The company became aware of the mistranslation when Daw Aung San Suu Kyi, the de facto civilian leader of Myanmar, took to Facebook to write about Mr. Xi’s two-day visit to her country, The Guardian reports.
The posts were written in Burmese, and when they were translated to English, Mr. Xi’s name read as “Mr. Shithole.” According to Reuters, Google’s translation function didn’t make the same error.
A Facebook spokesman, Andy Stone, apologized for the glitch on Saturday. “We fixed a technical issue that caused incorrect translations from Burmese to English on Facebook,” Mr. Stone said, per The Guardian. “This should not have happened and we are taking steps to ensure it doesn’t happen again.”
The Facebook system didn’t have Xi Jinping’s name in its Burmese database, so it took a guess at the translation. Translation tests of similar words that begin with “xi” and “shi” also were interpreted as “shithole.”
Facebook has had many problems with translations from Burmese. In 2018, it momentarily removed the feature when Reuters reported that the tool was generating strange results.

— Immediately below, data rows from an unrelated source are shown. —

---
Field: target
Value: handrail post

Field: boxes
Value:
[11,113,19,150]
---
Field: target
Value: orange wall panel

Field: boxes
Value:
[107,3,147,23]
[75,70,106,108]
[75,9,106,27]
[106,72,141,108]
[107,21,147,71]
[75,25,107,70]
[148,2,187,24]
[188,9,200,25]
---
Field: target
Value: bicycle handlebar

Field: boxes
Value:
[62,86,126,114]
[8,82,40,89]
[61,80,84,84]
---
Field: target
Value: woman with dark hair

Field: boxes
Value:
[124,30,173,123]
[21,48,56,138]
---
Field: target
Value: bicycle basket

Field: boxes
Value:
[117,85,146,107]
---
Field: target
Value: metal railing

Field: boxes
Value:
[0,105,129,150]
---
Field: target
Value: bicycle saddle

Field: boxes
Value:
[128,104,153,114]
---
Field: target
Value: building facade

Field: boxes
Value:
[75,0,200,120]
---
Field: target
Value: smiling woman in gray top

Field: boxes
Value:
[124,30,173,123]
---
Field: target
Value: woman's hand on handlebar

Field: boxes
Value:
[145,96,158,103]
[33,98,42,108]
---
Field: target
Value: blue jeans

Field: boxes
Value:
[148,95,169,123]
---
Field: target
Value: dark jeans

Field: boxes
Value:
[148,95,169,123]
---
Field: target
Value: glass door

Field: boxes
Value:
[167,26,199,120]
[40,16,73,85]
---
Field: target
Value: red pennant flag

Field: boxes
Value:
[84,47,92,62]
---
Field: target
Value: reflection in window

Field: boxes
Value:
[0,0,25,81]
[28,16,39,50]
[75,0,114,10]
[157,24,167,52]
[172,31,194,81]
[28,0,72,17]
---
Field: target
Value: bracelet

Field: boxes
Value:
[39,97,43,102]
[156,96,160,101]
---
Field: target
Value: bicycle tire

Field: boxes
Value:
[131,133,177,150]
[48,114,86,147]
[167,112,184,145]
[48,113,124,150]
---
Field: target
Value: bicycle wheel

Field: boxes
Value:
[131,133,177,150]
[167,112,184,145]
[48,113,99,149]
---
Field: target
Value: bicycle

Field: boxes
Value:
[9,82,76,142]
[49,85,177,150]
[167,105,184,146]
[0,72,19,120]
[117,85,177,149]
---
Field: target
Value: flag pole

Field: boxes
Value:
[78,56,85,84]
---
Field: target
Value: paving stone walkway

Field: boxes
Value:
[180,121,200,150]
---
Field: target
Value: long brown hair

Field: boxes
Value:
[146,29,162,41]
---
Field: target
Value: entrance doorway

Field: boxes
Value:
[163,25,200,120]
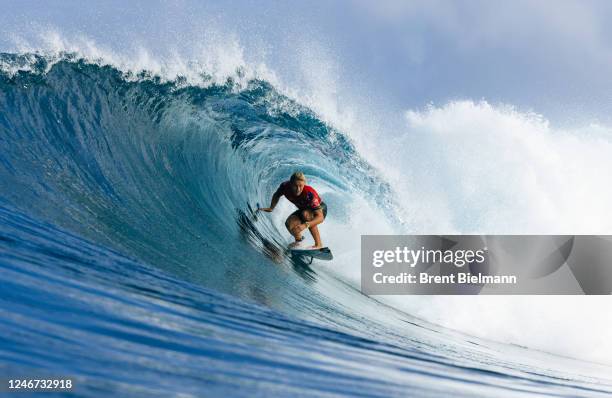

An investigation showed how Facebook was unsuccessful in combating antagonistic Burmese language posts about Myanmar’s Rohingya Muslimes, when around 730,000 of them fled during a military crackdown in 2017 that the U.N. has labeled as having “genocidal intent.” It also proved that the translation function was flawed, pointing to an anti-Rohingya post that supported killing Muslims. The message translated into English at “I shouldn’t have a rainbow in Myanmar.”